Gordon Brown attempted to reassert his pro-European credentials yesterday by saying that Britain was linked to the rest of Europe by history, geography and economics.
In an article in The Wall Street Journal Europe, he said the Government could "build a wider, pro-European consensus in Britain; a one-nation consensus in support of a reforming, more flexible and outward-looking Europe as the continent equips itself to succeed in the global economy".
His comments, made as cabinet members prepared to receive the Treasury's assessment of the five economic tests for euro membership, appeared designed to soothe pro-European fears amid reports that the tests would produce a "not yet" verdict.
Yesterday, Tony Blair ruled out holding a referendum on euro entry at the same time as the general election. He said he had never thought of holding both on the same day, but added that the decision on joining the euro was a fundamental change that required the approval of the people.
Mr Brown wrote in his article: "Britain is linked to Europe by history, by geography and by economics.
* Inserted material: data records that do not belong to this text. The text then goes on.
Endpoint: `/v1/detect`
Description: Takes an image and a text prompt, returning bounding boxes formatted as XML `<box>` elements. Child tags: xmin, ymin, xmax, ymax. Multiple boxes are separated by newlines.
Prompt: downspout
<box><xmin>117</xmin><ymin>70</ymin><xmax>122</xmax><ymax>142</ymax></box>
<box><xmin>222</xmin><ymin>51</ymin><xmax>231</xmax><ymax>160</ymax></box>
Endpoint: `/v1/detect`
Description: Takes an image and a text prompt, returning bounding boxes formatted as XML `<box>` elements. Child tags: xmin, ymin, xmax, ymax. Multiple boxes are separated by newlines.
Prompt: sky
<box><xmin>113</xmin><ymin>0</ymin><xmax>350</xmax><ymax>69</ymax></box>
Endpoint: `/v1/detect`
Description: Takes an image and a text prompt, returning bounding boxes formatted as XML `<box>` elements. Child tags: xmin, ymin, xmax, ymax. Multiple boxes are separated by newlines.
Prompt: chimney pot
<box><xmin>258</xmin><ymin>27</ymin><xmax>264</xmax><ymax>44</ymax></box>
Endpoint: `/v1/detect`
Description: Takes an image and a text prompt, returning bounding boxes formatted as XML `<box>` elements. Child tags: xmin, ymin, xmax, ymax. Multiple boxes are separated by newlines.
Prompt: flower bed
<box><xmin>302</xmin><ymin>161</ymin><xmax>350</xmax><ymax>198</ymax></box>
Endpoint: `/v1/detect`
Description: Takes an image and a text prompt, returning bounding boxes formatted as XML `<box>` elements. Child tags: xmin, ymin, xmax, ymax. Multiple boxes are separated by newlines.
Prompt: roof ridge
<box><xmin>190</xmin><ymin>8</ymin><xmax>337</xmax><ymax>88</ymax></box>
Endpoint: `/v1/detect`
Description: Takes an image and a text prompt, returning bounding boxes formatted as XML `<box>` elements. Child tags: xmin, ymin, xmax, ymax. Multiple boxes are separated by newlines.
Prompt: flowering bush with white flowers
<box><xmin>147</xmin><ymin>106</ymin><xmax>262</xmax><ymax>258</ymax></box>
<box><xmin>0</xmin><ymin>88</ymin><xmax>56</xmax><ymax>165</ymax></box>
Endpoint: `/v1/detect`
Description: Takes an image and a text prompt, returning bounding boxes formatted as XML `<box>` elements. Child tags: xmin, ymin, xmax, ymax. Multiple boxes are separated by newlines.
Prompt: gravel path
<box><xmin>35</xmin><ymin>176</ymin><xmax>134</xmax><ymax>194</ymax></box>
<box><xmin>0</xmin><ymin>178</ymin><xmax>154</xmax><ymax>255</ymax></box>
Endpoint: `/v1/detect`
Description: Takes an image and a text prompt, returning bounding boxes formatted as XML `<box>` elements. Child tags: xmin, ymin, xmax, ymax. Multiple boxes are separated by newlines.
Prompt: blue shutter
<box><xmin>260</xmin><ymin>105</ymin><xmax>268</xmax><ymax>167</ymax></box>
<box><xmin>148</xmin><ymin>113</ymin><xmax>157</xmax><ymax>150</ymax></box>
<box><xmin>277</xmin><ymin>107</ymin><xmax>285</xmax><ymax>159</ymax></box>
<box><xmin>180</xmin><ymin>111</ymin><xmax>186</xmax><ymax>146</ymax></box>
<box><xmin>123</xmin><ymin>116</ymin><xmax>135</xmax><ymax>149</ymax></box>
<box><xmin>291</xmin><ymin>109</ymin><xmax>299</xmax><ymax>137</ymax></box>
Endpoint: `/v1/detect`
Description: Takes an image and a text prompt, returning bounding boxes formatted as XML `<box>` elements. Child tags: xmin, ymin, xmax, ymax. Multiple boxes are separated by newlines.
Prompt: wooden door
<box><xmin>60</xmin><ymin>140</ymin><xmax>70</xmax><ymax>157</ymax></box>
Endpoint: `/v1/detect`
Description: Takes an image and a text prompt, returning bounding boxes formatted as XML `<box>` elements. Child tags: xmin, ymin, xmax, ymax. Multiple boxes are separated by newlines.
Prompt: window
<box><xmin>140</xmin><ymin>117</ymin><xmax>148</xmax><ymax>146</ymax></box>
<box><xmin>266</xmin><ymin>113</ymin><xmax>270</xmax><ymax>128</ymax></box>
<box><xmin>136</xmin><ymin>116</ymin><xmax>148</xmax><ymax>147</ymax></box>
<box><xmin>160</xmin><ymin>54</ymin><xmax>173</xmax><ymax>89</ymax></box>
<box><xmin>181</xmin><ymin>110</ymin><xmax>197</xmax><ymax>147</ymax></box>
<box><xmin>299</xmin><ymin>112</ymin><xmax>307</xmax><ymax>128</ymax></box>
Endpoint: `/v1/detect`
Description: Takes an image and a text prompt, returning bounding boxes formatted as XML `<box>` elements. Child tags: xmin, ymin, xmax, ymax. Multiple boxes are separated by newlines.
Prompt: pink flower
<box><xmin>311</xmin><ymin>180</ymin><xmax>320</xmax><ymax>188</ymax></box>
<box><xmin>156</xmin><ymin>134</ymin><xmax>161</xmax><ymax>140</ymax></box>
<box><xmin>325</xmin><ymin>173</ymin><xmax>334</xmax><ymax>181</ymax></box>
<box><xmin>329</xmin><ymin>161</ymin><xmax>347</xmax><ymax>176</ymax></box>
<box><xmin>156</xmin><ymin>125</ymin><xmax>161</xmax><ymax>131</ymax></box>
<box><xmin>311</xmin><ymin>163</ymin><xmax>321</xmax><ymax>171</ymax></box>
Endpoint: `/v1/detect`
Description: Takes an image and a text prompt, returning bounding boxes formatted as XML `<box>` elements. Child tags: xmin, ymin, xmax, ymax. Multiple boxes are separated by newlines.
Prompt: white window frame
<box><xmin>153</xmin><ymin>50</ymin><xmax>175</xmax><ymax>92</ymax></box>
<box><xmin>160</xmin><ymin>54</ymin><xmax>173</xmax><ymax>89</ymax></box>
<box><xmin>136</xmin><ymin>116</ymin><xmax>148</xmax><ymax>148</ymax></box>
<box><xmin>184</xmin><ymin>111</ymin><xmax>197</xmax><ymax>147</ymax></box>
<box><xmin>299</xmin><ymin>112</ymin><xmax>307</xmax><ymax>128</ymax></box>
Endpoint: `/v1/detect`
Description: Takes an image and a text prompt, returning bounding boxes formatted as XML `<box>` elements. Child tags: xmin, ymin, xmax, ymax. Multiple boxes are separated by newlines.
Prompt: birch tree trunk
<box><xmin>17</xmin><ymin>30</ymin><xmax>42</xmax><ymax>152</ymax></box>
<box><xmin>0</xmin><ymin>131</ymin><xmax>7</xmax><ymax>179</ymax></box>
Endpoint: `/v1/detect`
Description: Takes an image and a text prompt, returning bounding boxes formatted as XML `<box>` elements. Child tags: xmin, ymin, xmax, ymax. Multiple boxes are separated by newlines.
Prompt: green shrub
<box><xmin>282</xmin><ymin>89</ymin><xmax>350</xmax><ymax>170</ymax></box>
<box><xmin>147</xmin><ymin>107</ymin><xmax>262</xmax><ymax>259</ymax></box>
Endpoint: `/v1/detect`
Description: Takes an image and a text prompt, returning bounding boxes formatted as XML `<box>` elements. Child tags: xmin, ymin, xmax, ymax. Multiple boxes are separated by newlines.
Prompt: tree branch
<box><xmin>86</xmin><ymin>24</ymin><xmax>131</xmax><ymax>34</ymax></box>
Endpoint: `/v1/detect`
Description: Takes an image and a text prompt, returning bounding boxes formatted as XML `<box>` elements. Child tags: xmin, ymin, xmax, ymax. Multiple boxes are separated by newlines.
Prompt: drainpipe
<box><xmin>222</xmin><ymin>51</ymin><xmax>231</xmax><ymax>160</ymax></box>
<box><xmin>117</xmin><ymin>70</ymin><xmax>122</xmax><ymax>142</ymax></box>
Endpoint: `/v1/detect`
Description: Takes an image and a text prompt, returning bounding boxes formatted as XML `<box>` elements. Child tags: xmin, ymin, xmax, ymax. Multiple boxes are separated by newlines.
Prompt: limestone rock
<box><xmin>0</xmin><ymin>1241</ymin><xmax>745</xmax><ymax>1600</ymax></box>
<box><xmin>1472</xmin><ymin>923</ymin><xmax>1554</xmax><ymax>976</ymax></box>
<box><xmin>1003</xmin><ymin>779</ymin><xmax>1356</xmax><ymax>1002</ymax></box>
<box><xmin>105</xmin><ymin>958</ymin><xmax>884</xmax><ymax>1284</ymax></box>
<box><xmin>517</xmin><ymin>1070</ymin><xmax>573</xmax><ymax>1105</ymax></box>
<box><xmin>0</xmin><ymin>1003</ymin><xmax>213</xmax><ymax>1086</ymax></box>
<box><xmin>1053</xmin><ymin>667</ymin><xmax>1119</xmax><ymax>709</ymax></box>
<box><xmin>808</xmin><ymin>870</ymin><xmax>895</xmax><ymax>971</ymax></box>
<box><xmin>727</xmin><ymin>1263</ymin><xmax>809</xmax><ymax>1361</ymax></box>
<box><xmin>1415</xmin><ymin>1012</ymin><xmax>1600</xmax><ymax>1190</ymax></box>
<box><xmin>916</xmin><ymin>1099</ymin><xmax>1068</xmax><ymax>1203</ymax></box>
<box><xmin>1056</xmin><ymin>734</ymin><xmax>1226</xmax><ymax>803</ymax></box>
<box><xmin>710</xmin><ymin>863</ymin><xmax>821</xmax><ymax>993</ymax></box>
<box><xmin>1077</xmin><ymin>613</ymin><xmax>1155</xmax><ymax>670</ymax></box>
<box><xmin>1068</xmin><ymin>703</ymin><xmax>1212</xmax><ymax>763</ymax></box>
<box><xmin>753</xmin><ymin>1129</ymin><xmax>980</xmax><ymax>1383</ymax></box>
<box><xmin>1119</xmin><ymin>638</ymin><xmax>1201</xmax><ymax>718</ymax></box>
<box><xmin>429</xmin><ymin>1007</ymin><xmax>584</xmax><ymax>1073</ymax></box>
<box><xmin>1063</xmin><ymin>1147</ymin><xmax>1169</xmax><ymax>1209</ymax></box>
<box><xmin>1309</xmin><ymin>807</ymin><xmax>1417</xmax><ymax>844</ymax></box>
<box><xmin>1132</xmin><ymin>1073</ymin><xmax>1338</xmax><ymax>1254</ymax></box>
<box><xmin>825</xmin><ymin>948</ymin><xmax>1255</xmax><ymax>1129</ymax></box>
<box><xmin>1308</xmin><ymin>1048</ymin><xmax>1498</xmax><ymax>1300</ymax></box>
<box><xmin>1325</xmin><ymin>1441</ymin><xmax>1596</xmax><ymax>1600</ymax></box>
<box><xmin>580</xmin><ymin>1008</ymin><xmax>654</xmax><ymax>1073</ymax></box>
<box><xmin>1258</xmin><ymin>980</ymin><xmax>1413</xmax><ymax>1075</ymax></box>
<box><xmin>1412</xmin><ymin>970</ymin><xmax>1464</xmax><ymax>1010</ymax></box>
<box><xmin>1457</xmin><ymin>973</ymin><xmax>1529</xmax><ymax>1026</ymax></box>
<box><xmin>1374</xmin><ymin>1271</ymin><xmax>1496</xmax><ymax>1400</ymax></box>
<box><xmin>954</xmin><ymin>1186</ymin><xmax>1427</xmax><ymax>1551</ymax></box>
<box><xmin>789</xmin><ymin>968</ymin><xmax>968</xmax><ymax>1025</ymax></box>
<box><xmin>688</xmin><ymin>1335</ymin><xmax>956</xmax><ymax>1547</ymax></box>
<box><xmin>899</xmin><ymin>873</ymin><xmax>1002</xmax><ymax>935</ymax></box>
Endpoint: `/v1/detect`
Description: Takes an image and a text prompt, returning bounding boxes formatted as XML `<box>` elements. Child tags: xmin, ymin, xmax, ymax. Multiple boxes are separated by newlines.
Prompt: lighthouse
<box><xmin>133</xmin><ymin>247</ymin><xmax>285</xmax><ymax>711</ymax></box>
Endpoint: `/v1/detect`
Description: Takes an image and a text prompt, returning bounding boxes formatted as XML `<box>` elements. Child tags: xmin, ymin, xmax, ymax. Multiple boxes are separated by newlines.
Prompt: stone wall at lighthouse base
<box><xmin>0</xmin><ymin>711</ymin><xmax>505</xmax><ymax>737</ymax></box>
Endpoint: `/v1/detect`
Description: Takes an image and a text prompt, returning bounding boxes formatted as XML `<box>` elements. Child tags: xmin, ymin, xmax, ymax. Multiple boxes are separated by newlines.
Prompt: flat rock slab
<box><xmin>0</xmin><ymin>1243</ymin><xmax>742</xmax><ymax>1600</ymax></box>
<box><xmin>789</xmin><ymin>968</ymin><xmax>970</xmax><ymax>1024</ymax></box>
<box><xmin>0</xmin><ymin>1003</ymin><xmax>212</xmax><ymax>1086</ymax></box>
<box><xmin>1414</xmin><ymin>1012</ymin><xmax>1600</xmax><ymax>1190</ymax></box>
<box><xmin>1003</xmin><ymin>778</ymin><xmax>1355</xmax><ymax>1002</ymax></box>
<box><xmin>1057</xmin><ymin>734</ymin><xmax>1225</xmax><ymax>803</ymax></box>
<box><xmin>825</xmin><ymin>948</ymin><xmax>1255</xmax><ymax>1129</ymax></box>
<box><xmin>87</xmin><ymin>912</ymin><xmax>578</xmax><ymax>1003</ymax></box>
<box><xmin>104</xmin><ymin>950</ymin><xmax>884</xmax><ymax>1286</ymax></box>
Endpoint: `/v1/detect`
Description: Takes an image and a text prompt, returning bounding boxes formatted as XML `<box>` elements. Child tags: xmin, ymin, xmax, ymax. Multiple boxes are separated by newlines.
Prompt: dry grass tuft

And with over 50 per cent of our trade with the EU, a high-growth, job-creating, flexible and outward-looking Europe that sees the US as partners in the global economy is clearly in Britain's, just as it is in Europe's, long-term interests ..."
"In Britain there are those who would urge us to join, irrespective of the five economic tests, the impact on jobs, investment, growth, financial services and other sectors of our economy ... Others say we should rule out joining as a matter of dogma, even if it were clearly and unambiguously in the national economic interest to do so."